Até agora, temos conseguido replicar muito bem esse modelo, quando comparamos o México com o Brasil. O México está crescendo mais rápido que o Brasil para nós, a Colômbia mais rápido que o México.
Somos hoje um dos maiores bancos do México, com mais de 14 milhões de clientes. 28% da população adulta mexicana é cliente do Nubank, parecido ao 60% da população adulta brasileira do Nubank.
Na Colômbia tem replicado [esse resultado], e agora, nos Estados Unidos, vemos uma grande oportunidade. [O país] representa 50% do sistema financeiro global. Só mercados como o Texas já são maiores do que o Brasil, em termos de PIB.
Então, Estados Unidos, pelo tamanho do mercado e pelas grandes oportunidades que oferecem, vai ser uma grande aposta do Nubank nos próximos anos. Mas, de novo, é o primeiro minuto, como falamos dentro da casa, e é só um passo mais em uma tendência, uma estratégia, uma tese de várias décadas, onde esperamos levar esse modelo do banca digital para muitos outros países e muitos outros continentes.
Você menciona o futuro do negócio, quando o Nubank nasce lá no bairro de Pinheiros, e a ideia de que os serviços financeiros serão digitais. Me parece muito clara essa tese e absolutamente vencedora. Ao mesmo tempo, o Nubank esteve, nos últimos meses, envolvido numa outra polêmica, que é a história do home office. Um banco que não tem agência, que não tem instalações físicas para os seus clientes, exigindo a volta ao trabalho presencial. Isso gerou ruído na comunicação com os trabalhadores, gerou ruído na comunicação com os clientes. Que lição ficou dessa história e o home office não cabe no Nubank?
Bom, acho que eu vejo essas duas comparações completamente sem relação.
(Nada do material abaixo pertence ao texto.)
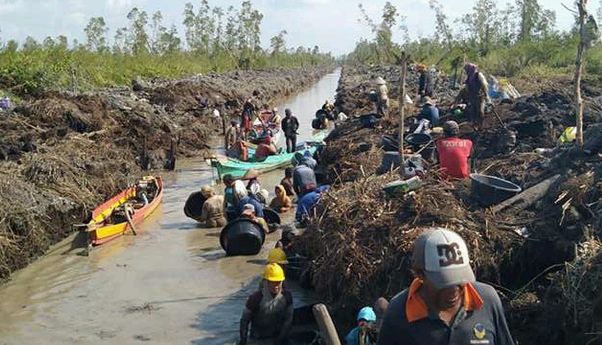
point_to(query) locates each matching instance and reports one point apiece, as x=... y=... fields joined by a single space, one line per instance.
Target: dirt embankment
x=545 y=259
x=62 y=154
O fato como nos organizamos para desenvolver o melhor produto possível e o canal de distribuição.
Para construirmos os melhores produtos e serviços possíveis, precisamos de colaboração entre pessoas. Uma das coisas que nos demos conta nos últimos cinco anos é que essa colaboração, o ambiente de colaboração, o ambiente de inovação, precisa ter pessoas fisicamente em uma sala com uma grande parede branca para fazer brainstorming e para realmente pensar em como reinventar muito esses produtos.
Começamos e a gente trabalhou dentro dessa casinha [primeiro escritório da empresa] por seis, sete anos. Todo mundo indo ao escritório todos os dias.
O Uber é digital, o Amazon é digital, o Google é digital, mas todos trabalham no escritório. E qual é o jeito da empresa se organizar para criar e desenvolver os melhores produtos e serviços?
E só deixando um ponto bastante claro, nossa mudança ainda é uma mudança híbrido. Permite dois dias por semana em 2026 trabalhando de casa e depois três dias trabalhando no escritório.
Então, ainda achamos que o melhor do mundo é uma mistura, um híbrido, quando as pessoas conseguem se conhecer, conseguem ter essa colaboração, mas também conseguem trabalhar de casa em algumas das tarefas que realmente se dão mais produtividade trabalhando de casa.
O Nubank fez um trabalho, liderou um trabalho de bancarização absolutamente incrível do ponto de vista financeiro. Conseguiu levar muitos CPFs para os serviços bancários. Era um objetivo há muito tempo da indústria bancária no Brasil e que o Nubank conseguiu com o uso de muita tecnologia. Há muitos aplausos para este resultado, porém, há também muitas críticas sobre quanto estes clientes pagam em termos de taxa de juro, porque o juro médio do Nubank é maior do que seus concorrentes, inclusive com acusações de, eventualmente, um incentivo ao superendividamento das pessoas físicas no Brasil. Na tua percepção, esta acusação, esta análise, ela é verdadeira?
Bom, com certeza, superendividamento preocupa. Acho que é algo que olhamos com muito cuidado e temos desde o começo. Começamos com modelos muito conservadores em termos de crédito, porque um dos piores erros que poderíamos ter cometido era dar crédito demais e aí ter uma crise de endividamento. Teríamos perdido muita credibilidade que temos construído com os investidores na parte de crédito.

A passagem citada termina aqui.